Al Le wrote:
>
> Then the asterisk should disappear IMO. I.e. the "dirtyness" should be
> computed every time.
>
This would introduce even more complication, since you'd have to either
store the values, or re-parse the theme .cfg file each time the browser
was entered, rather than simply having a "dirty" flag somewhere that's
just enabled when any setting from a certain list of settings is changed.

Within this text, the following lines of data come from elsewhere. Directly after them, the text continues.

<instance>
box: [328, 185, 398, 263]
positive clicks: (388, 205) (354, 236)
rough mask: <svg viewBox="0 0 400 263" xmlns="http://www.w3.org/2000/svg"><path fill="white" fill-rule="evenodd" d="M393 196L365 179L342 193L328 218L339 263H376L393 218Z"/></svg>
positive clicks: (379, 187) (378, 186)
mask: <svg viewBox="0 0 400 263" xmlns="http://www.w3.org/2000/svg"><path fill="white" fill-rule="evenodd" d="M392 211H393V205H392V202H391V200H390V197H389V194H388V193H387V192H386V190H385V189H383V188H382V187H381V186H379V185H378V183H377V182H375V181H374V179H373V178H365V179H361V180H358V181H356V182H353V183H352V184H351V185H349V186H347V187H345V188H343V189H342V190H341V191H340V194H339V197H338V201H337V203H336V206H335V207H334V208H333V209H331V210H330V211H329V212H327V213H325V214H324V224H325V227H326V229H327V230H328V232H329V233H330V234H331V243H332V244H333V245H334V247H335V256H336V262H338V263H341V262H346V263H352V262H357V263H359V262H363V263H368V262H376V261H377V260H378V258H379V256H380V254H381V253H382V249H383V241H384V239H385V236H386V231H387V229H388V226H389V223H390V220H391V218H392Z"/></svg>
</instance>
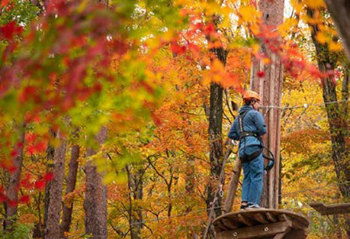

>> On third-party sites there are a few theme packs containing many
>> variants of a single theme, often each with their own .cfg.
>
> He-he, a theme *is* a .cfg :-)
I'm not sure I understand what you mean. I didn't meant to suggest that
they aren't. Variants of a theme can either be a theme in their own
right (and thus, have their own .cfg) or they could be supplementary
files only such as alternative fonts or backdrops to be loaded separately.
>
>> Consistent with what, exactly?
>
> Consistent with the fact that if you select something while in the
> settings, you'll have that item preselected if you visit that setting
> once again.
But this won't be the case. It changes multiple settings (no setting
does this) and if related settings are changed, there's not a valid
value to pre-select so we end up either pre-selecting a false value, or
a stand-in value that may be meaningless or useless anyway. How is that
consistent, when no other menu works this way? It's very much a special
case.
>
>
>> Right now it's consistent with browsers
>
> If you access the theme folder using the file browser then I wouldn't
> expect it to be preselected. But the fact that that menu is
> technically implemented using the file browser code is just a
> coincidence which should not be clear to a regular user.
>
So the word "Browse" in "Browse Themes" doesn't indicate it's a browser?
What if we changed it to "Browse Theme Files?" Would that be clearer?